Aujourd’hui, il y a un fort engouement autour des intelligences artificielles génératives (IAG) comme ChatGPT. Un tel outil a-t-il une réelle utilité ?
Oui, un tel outil peut être utile autant aux experts qu’aux non-experts. Mais, comme tous les outils, il faut apprendre à l’utiliser. Un marteau ne vous servira jamais à visser. Placer un tel outil dans le grand public est une erreur.
En effet, une IAG est d’autant plus efficace que son carcan est défini et restreint. C’est un outil bien adapté pour travailler sur des domaines particuliers à partir de jeux de données restreints. Il faut s’interroger sur la pertinence de ChatGPT : il peut en effet dire beaucoup de bêtises quand on lui demande de générer quelque chose. Après trois mois de tests sur vingt-et-une bases de faits, ChatGPT n’a interprété correctement les faits que dans 64 % des cas. Autrement dit : dans 36 % des cas, ChatGPT a dit n’importe quoi. Dans le cas de biographies, ChatGPT invente littéralement beaucoup de choses. Il est donc important de restreindre le périmètre.

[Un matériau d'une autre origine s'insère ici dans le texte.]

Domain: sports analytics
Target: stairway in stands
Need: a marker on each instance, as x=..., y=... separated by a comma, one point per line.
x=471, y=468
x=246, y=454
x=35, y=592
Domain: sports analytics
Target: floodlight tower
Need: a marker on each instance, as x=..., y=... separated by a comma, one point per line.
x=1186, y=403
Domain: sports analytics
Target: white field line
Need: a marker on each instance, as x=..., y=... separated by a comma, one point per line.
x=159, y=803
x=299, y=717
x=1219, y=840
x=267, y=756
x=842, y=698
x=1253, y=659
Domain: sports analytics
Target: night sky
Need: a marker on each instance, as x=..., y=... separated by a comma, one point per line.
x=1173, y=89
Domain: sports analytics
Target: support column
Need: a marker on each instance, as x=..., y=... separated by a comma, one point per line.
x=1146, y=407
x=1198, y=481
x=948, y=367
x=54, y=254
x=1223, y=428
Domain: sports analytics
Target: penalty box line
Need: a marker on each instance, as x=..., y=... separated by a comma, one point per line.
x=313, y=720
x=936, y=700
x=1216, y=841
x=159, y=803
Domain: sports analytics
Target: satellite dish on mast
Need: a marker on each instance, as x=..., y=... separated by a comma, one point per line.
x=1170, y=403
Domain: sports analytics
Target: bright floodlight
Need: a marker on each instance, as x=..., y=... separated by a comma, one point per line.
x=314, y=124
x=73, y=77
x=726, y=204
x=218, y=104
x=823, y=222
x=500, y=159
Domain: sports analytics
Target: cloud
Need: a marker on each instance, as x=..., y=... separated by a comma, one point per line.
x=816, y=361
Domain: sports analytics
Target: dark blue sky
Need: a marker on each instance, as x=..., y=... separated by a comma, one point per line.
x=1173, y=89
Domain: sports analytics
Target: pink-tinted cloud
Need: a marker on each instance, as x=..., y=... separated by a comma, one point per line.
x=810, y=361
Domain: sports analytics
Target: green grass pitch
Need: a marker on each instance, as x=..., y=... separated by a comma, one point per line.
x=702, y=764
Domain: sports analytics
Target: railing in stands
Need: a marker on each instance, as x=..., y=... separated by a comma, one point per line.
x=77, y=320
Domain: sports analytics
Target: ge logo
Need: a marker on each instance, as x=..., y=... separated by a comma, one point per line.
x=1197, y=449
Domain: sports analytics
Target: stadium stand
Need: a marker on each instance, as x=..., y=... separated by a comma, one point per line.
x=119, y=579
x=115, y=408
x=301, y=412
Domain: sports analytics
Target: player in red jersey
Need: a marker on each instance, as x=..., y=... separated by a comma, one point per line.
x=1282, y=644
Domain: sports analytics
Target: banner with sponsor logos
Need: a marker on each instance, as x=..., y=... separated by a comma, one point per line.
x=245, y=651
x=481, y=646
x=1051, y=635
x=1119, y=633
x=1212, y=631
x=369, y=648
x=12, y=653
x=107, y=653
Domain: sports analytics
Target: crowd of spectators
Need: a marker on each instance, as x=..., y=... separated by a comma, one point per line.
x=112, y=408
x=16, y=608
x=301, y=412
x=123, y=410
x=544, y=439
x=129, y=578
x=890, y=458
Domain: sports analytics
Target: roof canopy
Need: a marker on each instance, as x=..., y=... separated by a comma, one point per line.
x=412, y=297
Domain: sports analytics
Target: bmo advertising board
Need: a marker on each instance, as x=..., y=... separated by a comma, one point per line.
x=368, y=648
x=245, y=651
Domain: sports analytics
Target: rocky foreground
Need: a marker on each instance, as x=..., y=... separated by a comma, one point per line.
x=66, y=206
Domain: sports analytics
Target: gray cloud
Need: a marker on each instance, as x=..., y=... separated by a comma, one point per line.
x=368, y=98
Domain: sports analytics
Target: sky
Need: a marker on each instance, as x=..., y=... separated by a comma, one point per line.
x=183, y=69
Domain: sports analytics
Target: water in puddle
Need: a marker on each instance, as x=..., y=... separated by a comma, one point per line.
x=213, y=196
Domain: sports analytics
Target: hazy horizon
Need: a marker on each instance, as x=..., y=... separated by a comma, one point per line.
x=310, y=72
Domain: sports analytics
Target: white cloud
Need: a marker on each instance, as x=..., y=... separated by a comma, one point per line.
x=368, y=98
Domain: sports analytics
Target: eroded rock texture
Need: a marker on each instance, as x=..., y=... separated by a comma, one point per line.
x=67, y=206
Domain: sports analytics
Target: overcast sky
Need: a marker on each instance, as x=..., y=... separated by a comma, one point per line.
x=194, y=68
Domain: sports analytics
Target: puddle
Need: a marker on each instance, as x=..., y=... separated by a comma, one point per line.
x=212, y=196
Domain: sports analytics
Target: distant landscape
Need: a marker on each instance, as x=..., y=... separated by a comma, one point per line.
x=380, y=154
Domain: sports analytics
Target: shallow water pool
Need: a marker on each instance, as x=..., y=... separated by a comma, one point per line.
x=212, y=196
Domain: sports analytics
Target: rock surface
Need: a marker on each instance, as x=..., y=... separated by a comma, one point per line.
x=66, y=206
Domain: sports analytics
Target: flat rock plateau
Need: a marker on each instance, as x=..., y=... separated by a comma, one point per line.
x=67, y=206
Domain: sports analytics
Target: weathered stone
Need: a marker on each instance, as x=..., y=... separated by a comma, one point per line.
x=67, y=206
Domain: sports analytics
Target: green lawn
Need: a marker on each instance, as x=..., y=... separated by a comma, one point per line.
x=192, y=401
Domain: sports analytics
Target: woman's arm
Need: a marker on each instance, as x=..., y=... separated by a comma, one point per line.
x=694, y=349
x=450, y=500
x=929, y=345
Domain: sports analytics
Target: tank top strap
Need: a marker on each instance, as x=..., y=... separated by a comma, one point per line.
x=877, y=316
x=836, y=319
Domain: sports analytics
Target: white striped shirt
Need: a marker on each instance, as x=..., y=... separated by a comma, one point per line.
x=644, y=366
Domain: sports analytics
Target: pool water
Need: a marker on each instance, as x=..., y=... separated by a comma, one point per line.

Certes, bien utilisée, une IAG peut permettre de réaliser rapidement certaines tâches mais à condition de systématiquement vérifier.
Face à la pénurie de talents, l’IA peut-elle être une solution pour réduire les besoins en humains ?
Je ne sais pas. Mais remplacer des métiers par des IA, c’est un pur fantasme. Une IA peut remplacer des tâches. Mais l’usage de cet outil est en lui-même une tâche nouvelle. Certes, on peut espérer gagner du temps mais cela rajoute de la complexité et des besoins de formation.
Peut-être certains métiers verront un grand nombre de leurs tâches remplacées mais ces métiers seront en fait renouvelés. Les talents requis devront simplement être différents pour maîtriser ces outils.
Outre ce que nous avons déjà abordé, quels sont les défis qui restent à relever avec l’IA ?
Le tout premier, le plus important, est de, à la fois, éduquer le public et maîtriser l’outil. Mais il faut savoir le réguler. Dans le passé, on a su réguler l’usage de cet excellent outil qu’est un marteau, par exemple pour interdire de frapper son voisin avec. Il faut simplement faire la même chose avec l’IA : empêcher de l’utiliser à mauvais escient.
Si on devait placer l’IA sur la courbe du hype de Gartner, je dirais que nous sommes dans la phase d’ascendance forte. Quand les décideurs se rendront compte de tous les problèmes et de toutes les limitations, on abordera la phase descendante. Par exemple, en termes de problèmes, on peut citer le consentement des personnes concernées par les données utilisées, les problèmes du copyright sur les données utilisées, la pertinence très limitée des résultats (et les gens vont finir par s’en apercevoir !)…
En étant ouvert au grand public, ChatGPT a démontré les limites de la technologie des IAG.